Dan janganlah kamu jadikan tanganmu terbelenggu pada lehermu dan janganlah kamu terlalu mengulurkannya Karena itu kamu menjadi tercela dan menyesal. (Al Israa': 29)

Dan orang-orang yang apabila membelanjakan (harta), mereka tidak berlebihan, dan tidak (pula) kikir, dan adalah (pembelanjaan itu) di tengah-tengah antara yang demikian. (Al Furqaan: 67)

Rasulullah bersabda:

Makanlah, minumlah, bersedekahlah dan berpakaianlah kalian, tanpa israf dan menimbulkan kerusakan.” (As Suyuthi, ibid) dan Rasulullah bersabda: “bersikap zuhud bukan berarti mengharamkan sesuatu yang halal.” (As Suyuthi, ibid)

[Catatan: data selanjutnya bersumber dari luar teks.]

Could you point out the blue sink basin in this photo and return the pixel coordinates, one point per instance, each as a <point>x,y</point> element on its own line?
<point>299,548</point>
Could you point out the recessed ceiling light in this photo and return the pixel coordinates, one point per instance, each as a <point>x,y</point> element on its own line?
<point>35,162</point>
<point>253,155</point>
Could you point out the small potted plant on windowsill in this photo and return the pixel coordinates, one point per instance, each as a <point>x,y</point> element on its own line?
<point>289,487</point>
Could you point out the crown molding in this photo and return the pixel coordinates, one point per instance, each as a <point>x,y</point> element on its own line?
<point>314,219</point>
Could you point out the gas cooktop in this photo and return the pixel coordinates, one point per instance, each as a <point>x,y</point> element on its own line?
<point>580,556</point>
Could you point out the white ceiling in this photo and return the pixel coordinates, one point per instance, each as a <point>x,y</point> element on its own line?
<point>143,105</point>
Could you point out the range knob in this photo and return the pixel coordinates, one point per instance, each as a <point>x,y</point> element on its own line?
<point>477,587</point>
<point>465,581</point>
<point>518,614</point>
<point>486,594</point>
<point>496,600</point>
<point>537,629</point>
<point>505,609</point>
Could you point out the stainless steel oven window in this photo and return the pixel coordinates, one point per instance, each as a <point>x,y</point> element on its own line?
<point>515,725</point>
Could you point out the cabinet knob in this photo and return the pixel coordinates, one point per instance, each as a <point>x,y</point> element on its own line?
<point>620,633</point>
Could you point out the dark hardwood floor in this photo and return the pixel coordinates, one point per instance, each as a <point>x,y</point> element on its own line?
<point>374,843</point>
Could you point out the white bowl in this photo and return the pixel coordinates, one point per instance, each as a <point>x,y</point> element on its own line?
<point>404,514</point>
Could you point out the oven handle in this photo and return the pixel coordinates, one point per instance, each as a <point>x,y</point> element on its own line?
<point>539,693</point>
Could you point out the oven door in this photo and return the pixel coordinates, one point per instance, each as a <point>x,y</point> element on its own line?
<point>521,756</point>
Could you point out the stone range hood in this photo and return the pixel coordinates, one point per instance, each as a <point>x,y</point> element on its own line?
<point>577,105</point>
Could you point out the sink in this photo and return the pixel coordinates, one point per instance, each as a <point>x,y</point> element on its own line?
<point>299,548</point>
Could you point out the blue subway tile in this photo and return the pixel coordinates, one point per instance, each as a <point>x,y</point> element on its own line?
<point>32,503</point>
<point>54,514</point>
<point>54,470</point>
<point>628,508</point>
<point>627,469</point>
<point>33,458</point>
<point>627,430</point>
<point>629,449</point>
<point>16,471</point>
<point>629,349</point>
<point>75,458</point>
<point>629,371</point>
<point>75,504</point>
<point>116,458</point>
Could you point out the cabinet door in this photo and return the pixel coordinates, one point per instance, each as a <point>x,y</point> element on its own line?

Berdasarkan uraian ayat dan hadis diatas, seorang konsumen dituntut untuk berkonsumsi secara seimbang (I’tidal), dikarenakan hal tersebut berdampak positif bagi kehidupan individu dan masyarakat, baik dalam etika maupun dalam aspek sosial dan ekonomi. Dari aspek ekonomi dapat dipahami, bahwa proteksi (bakhil) dapat mendorong seseorang untuk mengurangi konsumsi yang sedang dilakukan, sedangkan sifat konsumtif (royal) dapat menyebabkan sumber-sumber ekonomi yang ada tidak optimal, bahkan mematikan sektor investasi. (Said Sa’ad Marthon. 2004)


HIKMAH



Keseimbangan atau ‘adl menggambarkan dimensi horizontal ajaran Islam, dan berhubungan dengan harmoni segala sesuatu di alam semesta. Kebutuhan akan keseimbangan dan kesetaraan ditekankan Allah swt ketika ia menyebut kaum Muslim sebagai ummatun wasatun. Untuk menjaga keseimbangan antara mereka yang berpunya dan mereka yang tak berpunya, Allah swt menekankan arti penting sikap saling memberi dan mengutuk tindakan menkonsumsi yang berlebih-lebihan. Keseimbangan dan kesederhanaan adalah kunci segalanya. Sebuah transaksi yang seimbang adalah juga setara dan adil. Sebaliknya, Islam ingin mengekang kecenderungan sikap serakah manusia dan kecintaannya untuk memiliki barang-barang. Sebagai akibat, baik sikap kikir maupun boros keduanya dikutuk baik dalam Al Quran dan Hadist.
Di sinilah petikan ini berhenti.